The highly competitive grant of NFS CAREER Award, awarded to nearly 500 faculty each year across all disciplines, support early-career faculty who demonstrate the potential to serve as academic role models and leaders in research and education nationwide.
 
This five-year award will support Wu’s investigation of team collaboration mechanisms underlying the production of millions of scholarly and educational documents over the past century. The study will examine how individual scientists can learn, progress, and effectively innovate in teams (see more at https://www.nsf.gov/awardsearch/showAward?AWD_ID=2239418).
 
“Science is getting harder and more complicated. And a common belief is that teams are the solutions—the hope is that by putting together a blacksmith, a mason, and a carpenter, we will get a Leonardo da Vinci. But is this true? If teaming more specialists is all it takes to make bigger innovations, why have we seen larger research teams but fewer breakthrough ideas?”
 
Lingfei suggested that it is time to admit that we still know little of how teams work in science and reflect upon “team science,” the zeitgeist of our time that view collaboration as an inevitable trend, the expectation that scientists in teams will achieve breakthroughs otherwise difficult to attain through individual or additive efforts.

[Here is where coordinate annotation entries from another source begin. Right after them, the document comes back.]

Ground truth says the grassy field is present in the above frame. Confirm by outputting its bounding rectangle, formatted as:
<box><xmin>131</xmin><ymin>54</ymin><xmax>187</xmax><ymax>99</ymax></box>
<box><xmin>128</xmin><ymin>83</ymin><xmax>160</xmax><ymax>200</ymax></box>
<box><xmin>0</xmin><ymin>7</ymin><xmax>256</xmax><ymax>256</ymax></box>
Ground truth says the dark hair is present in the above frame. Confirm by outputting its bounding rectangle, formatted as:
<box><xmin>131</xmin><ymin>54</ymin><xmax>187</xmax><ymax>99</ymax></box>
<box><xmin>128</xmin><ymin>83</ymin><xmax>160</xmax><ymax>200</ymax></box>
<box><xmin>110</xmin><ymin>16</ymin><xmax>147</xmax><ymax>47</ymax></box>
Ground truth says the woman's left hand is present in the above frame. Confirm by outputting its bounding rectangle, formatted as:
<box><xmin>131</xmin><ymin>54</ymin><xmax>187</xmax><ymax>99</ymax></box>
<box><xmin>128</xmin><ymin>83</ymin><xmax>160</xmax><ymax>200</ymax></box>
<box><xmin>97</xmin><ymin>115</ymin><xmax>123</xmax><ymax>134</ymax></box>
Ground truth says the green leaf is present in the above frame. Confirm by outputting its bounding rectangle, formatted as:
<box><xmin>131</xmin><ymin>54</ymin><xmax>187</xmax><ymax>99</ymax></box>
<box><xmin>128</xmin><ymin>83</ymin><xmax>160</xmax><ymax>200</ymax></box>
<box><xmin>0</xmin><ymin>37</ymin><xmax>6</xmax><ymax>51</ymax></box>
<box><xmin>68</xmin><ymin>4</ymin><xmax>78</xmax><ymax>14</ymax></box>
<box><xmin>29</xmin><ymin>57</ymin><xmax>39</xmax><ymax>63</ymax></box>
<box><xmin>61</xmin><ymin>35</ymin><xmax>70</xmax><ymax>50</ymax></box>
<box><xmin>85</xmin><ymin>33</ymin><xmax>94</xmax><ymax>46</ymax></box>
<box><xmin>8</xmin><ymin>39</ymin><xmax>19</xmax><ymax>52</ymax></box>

Lingfei will leverage big data, complexity sciences, and artificial intelligence to develop multiple research directions under the umbrella of the Science of Team Science and Innovation. Building upon his previous findings published in Nature, PNAS, and other prestigious journals, he proposes to quantify the evolution of core scientific knowledge as the displacement between highly cited research articles on the same topic; examine the psychological, communication, and financial conditions of individuals scientists in teams that successfully innovated the core knowledge; and finally, investigate the career outcomes of team members who contributed to core knowledge innovation, with a special focus on early-career women and minority scientists.